We will retain and process personal information for as long as necessary to meet the purposes for which it was originally collected. These periods of time are subject to legal, tax and regulatory requirements or to enable us to manage our business.

What happens if you fail to provide personal information to us?

If we are not provided with required personal information for the issuance or administration of the pension product, we will not be able to issue or assess future claims for the services that have been requested.

What data protection rights do individuals have?

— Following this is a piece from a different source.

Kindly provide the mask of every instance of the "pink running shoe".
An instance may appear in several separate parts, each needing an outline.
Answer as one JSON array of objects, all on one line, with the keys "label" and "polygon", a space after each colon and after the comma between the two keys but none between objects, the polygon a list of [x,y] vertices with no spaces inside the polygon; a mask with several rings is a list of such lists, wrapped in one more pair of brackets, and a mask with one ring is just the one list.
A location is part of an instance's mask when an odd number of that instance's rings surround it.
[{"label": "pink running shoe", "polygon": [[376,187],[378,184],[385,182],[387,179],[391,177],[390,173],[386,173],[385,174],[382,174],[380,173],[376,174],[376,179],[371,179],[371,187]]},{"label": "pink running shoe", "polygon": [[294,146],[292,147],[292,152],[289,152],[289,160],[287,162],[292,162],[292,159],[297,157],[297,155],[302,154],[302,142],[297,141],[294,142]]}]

All individuals have the following rights under data protection laws, namely:

  • to access their personal data (by way of a subject access request)
  • to have personal data rectified if it is inaccurate or incomplete
  • in certain circumstances, to have personal data deleted or removed
  • in certain circumstances, to restrict the processing of personal data
  • a right of data portability, namely to obtain and reuse personal data for related purposes across different services
  • to object to the processing of personal data
  • not to be subject to automated decision making (including profiling), where it produces a legal effect or a similarly significant effect on an individual
  • to claim compensation for damages caused by a breach of data protection legislation
  • if we are processing personal information with consent, consent may be withdrawn at any time (the withdrawal of consent shall not affect the lawfulness of processing based on consent before its withdrawal)

These rights may be exercised by contacting our Data Protection Officer. In order to protect privacy, individuals may be asked to provide suitable proof of identification before we can process rights related requests.

Data Protection Contact

Any questions about the use of personal information should be made to our Data Protection Officer, using the contact details below.

ZIPALPrivacy@Zurich.com

Data Protection Officer, Zurich International Pensions Administration Limited, Zurich House, Isle of Man Business Park, Douglas, Isle of Man IM2 2QZ.

Concerns regarding the processing of personal information or dissatisfaction with our handling of any request in relation to any data protection rights can be escalated by making a complaint to the Information Commissioner’s Office. Their address is: First Floor, Prospect House, Prospect Hill, Douglas, Isle of Man, IM1 1ET.

This Privacy Notice is dated July 2019.